Top Class Actions
What’s Blowing in During that Blow-out? Well, the makers and distributors of Brazilian Blowout could be in for a thorough waxing. A class action lawsuit was filed against the hair-straightening folks this week, alleging Brazilian Blowout violated California consumer laws by falsely advertising that the Brazilian Blowout hair straightening product is formaldehyde-free.
According to testing by the Canadian government and Oregon OHSA, this is absolutely not the case. Their testing has shown Brazilian Blowout products contain between 6% and 12% formaldehyde. Yikes! California and federal regulations require disclosure when formaldehyde content exceeds 0.1%. And in Canada formaldehyde is permitted in cosmetics at less than 0.2 percent when used as a preservative. FYI—formaldehyde is a known irritant, sensitizer, and is linked to cancer in humans when inhaled chronically over a long period of time. No doubt this stuff could do a good deal more than straighten your hair. Just reading about it is enough to turn it grey!
The lawsuit claims that because consumers were unaware of the high formaldehyde content in BB, they were deprived of the opportunity to make a meaningful decision about the products they were purchasing and using on their bodies, a lawyer representing the plaintiffs said.
I think the future is in wigs.
Top Settlements
Car Accident Victim Awarded $10M. It might seem like a lot of money—but it’s a huge loss. A teenage girl who was struck by a car while crossing an intersection in 2006 and has been in a coma ever since, was awarded over $10 million by a jury recently.
Emily Liou was 17 at the time of the accident, and suffered massive brain damage as a result. She’s alive, but has never regained consciousness.
It seems that in addition to the driver’s liability, the location of the crosswalk may also be to blame, or at least the jury thought so. The driver of the car contended that she didn’t see Liou until it was too late. The lawsuit, which named the driver of the car and the state of California as defendants, alleged that the location of the marked crosswalk was dangerous given that it is in a busy uncontrolled intersection with multiple lanes of traffic, and that it gives pedestrians a false sense of security. The jury found the state 50 percent liable, the driver 30 percent liable and Liou herself 20 percent liable.
Anyone Seen that Sponge? This case of medical negligence is nothing short of baffling. A 45-year old man who underwent surgery in 2008 at DeTar Hospital Navarro to have his gallbladder removed, later found out, the hard way, that the surgeons had left a surgical sponge inside him which was causing a serious infection and necessitated a trip to the emergency room. I would think so.

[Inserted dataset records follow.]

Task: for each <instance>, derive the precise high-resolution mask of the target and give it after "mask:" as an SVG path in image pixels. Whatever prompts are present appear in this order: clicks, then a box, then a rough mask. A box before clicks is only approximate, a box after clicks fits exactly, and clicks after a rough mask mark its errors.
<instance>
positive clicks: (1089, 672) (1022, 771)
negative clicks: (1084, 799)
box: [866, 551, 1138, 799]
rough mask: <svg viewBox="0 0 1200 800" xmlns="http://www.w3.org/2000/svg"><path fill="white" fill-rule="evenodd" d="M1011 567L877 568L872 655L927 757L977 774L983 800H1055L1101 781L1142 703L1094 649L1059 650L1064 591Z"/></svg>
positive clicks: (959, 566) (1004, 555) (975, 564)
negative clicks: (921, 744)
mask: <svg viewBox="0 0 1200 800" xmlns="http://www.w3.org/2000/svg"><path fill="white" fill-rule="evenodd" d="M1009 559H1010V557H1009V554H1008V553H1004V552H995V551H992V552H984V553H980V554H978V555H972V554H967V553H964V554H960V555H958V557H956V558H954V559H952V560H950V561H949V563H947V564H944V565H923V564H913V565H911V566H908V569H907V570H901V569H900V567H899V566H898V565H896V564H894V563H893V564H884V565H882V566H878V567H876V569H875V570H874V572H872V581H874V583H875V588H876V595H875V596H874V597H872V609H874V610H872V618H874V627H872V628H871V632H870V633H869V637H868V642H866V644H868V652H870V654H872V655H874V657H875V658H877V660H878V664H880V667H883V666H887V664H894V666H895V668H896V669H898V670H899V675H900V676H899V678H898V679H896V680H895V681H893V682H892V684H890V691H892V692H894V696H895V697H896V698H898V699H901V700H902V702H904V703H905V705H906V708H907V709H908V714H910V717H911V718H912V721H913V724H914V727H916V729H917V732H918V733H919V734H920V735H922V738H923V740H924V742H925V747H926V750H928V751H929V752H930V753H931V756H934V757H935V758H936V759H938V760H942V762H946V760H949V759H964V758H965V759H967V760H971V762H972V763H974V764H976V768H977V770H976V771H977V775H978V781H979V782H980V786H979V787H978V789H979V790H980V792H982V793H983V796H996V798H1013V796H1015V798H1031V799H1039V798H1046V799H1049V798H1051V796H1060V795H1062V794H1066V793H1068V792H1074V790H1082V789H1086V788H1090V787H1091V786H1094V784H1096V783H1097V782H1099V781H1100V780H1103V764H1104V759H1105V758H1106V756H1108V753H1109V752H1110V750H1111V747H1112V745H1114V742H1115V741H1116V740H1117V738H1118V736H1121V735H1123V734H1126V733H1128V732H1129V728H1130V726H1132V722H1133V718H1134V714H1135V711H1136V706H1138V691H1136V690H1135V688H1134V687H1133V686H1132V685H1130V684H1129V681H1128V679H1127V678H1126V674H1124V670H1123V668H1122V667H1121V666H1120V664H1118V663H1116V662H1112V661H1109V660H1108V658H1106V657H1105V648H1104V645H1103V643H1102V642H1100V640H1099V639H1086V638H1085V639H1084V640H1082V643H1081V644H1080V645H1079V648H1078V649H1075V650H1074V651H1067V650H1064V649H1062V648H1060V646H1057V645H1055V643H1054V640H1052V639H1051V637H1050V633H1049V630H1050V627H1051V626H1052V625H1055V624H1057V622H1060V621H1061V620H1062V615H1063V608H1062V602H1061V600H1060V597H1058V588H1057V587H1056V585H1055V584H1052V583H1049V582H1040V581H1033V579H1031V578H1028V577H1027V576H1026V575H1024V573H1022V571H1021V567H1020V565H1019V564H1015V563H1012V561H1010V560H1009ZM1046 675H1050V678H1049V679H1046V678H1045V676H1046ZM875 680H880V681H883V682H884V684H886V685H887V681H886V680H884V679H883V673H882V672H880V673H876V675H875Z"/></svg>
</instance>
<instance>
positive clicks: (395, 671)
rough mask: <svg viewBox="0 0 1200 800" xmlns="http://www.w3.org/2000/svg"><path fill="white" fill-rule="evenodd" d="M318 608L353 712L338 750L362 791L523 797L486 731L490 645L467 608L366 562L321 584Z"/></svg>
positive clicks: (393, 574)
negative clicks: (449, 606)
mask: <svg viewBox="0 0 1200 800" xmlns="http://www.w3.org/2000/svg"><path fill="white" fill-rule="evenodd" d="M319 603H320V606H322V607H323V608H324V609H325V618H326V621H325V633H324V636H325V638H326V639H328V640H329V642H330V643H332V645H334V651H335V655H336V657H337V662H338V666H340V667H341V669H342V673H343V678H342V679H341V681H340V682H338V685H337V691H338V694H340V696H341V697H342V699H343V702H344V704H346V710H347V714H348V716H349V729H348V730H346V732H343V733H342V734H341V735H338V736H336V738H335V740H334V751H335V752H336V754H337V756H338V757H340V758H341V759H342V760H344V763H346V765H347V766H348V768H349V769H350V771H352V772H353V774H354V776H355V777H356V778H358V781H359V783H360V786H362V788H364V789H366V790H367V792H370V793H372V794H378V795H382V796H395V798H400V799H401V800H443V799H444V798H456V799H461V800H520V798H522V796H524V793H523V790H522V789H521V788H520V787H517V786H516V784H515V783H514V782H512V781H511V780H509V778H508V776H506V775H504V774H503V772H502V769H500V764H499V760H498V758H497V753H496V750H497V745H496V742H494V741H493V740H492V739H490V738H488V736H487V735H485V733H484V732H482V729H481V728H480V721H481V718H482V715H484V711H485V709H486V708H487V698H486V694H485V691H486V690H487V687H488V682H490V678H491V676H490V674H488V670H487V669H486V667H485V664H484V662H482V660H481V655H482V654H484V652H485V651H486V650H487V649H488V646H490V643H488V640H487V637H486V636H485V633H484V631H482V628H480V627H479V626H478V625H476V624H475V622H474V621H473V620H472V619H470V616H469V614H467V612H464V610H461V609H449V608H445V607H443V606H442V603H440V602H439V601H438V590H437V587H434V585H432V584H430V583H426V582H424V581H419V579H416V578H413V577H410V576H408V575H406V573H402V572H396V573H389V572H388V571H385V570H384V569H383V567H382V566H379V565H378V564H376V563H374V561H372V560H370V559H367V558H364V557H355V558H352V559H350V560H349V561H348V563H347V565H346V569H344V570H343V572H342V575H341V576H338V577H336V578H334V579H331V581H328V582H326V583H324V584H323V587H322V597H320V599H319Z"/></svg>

And to add insult to injury when scans were done it was discovered that he still had his gallbladder.
So Ronald Molder sued for negligence and won, with the jury awarding him $4 million in damages. The hospital and the surgeon, Dr. John Barber, were named as defendants, but Barber was cleared of negligence. According to court documents, the nurses are responsible for counting sponges and other supplies after surgeries. Barber wrote in his post-surgery report that the nurses twice confirmed the sponge count. So either someone can’t count or they never had the amount of sponges they thought they had to begin with. Very, very scary.
Anyone Heard of the Buddy System? Ok—isn’t this just everyone’s worst nightmare? I think a couple of movies have been made about this type of incident. A man who went out for a day’s diving off the coast of California—read Pacific Ocean—got left behind by the dive charter boat.
In 2004, Daniel Carlock went on a diving charter run by Sundiver Charters of Long Beach, CA. They were diving near the oil rig Eureka when he surfaced some 400 feet away from the boat having experienced trouble clearing his ears.
The ever astute ‘dive master’ (?), crew and clients failed to see him so he tried to swim back to the boat. What else could he do? Problem was he developed leg cramps. So, the folks on the charter boat, believing they had everyone safely aboard, headed off to the next dive site 7 miles away!
Unbelievably, Carlock was also mistakenly marked down has having done the second dive. It wasn’t until 3 hours after the second dive that anyone realized he wasn’t onboard. At this point the coast guard was contacted. Carlock was eventually picked up miles from the original dive site by a boat load of boy scouts crewing on the tall ship Argus.
Carlock, needless to say, sued, alleging he developed post-traumatic stress syndrome and skin cancer from his exposure. A jury awarded him $1.68 million in damages. Time to take up chess.
Ok—that’s it for this week. The bar—the one on dry land—requires my presence.